Istilah lain misalnyaglobalization. Apa tepat
menerjemahkannya menjadi globalisasi? Karena
rakyat kita belum tentu mengerti istilah globalisasi. Secara
gramatika global itu dari globe dan -sasi
itu dari –zation. Mengapa bukan penduniaan?
Yang kini ada di garis
depan pembangunan bangsa adalah generasi muda yang terlibat dalam ribuan LSM
karena di masa depan tidak mungkin pemerintah mampu menampung generasi muda.
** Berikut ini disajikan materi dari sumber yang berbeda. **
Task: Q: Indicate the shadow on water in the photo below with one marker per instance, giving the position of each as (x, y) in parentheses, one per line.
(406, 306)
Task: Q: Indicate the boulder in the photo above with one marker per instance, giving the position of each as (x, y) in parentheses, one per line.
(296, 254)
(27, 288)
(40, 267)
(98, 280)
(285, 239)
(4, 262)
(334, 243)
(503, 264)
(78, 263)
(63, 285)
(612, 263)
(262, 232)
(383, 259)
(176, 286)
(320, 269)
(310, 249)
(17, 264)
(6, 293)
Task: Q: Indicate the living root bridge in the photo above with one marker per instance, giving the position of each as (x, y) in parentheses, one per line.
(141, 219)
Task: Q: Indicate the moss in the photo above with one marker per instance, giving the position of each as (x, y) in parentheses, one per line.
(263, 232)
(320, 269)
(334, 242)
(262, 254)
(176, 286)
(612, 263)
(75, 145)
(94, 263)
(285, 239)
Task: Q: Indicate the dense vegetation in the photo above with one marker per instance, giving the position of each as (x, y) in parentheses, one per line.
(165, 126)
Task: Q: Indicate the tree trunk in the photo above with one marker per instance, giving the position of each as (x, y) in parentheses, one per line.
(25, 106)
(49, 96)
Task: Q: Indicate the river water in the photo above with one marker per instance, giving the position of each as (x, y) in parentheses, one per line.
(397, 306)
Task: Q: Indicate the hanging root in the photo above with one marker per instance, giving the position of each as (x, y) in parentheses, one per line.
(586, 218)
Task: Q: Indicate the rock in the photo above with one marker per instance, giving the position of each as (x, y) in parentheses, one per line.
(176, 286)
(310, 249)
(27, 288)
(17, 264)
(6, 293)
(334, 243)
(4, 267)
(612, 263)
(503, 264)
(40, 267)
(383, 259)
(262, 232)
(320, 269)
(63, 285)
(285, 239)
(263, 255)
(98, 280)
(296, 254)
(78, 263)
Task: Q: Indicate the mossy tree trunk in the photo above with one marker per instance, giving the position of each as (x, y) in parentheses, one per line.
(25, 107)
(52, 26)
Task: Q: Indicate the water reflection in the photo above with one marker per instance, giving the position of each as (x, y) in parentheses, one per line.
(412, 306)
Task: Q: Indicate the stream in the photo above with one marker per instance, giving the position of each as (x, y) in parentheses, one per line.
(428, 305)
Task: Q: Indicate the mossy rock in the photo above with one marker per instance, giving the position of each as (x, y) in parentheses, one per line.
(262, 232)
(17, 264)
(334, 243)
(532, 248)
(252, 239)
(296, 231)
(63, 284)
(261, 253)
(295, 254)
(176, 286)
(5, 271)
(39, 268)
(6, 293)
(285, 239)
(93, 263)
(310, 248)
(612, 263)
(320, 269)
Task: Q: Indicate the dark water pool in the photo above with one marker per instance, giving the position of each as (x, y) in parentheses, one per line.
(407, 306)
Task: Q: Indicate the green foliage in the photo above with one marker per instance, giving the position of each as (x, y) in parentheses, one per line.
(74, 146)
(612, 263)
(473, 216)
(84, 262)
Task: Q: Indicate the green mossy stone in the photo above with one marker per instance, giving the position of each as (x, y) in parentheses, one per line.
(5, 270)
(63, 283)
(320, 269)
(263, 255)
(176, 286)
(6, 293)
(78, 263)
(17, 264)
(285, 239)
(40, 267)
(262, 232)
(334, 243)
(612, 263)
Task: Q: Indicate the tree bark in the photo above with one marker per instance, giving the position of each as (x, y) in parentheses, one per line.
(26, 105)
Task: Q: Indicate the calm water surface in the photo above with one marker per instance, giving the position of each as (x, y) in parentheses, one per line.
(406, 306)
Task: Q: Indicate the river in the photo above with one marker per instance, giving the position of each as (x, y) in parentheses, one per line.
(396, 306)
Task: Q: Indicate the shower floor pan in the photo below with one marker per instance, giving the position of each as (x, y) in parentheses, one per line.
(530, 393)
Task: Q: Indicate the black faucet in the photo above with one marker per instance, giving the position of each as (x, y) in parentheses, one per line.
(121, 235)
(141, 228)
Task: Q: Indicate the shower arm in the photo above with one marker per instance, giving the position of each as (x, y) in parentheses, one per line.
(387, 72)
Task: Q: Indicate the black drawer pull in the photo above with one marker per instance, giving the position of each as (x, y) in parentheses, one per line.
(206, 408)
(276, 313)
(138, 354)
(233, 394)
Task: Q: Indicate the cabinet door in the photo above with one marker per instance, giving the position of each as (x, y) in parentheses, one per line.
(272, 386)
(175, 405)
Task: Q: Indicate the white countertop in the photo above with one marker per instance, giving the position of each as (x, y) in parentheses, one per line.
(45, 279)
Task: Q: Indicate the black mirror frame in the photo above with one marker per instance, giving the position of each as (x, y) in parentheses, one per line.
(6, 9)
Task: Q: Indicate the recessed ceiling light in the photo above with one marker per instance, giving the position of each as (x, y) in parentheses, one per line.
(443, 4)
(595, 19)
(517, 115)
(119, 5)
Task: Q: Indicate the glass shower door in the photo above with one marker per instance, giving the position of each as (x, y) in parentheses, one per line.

Jadi, jika Anda ingin menyelamatkan khasanah nasional atau national heritage seperti candi-candi, maka Anda
akan dihadapi pada kenyataan dimana banyak sekali istilah-istilah arkeologi
yang belum memiliki padanan dalam bahasa Indonesia sehingga masih menggunakan
istilah-istilah asing hingga sekarang. Ditambah lagi dengan Google yang
menguasai pemetaan dunia, dimana jika seseorang ingin mencari lokasi Borobudur
maka setiap peristilahan yang muncul di peta Google semuanya dalam bahasa
Inggris. Tentunya pertanyaan berikutnya adalah apakah semuanya harus
diIndonesiakan? Kita jelas menghadapi dilema yang tidak bisa dihindari.
Di bidang ilmu kedokteran
kini ada istilah rekayasa DNA atau GMO(genetically modified organism) yang
dikritik habis oleh LSM karena menyebabkan timbulnya makanan baru yang disebut Frankefood yaitu makanan yang serupa Frankenstein karena mencampur DNA tumbuhan hewan
dan manusia. Bagaimana menterjemahkan persoalan di atas ke dalam bahasa
Indonesia yang mampu dimengerti oleh rakyat?
Jadi dalam pembentukan
istilah atau mencari padanan kata istilah asing di dalam bahasa Indonesia,
anggota Dewan Bahasa sebaiknya tidak hanya terdiri dari ahli bahasa (linguist) tapi juga para ahli dari berbagai disiplin
ilmu yang mampu bekerja sama dengan Pusat Bahasa. Misalnya orang yang tahu
betul masalah teaterlah yang bisa bicara mengenai peristilahan di dalam dunia
teater.
Ketika saya ditahan bersama almarhum WS Rendra,
saya pernah ditantang untuk menterjemahkan puisi-puisinya ke dalam bahasa
Inggris. Sebuah tantangan yang menarik karena menerjemahkan puisi tidak bisa
menerjemahkannya begitu saja tanpa memahami arti dari puisi itu sendiri.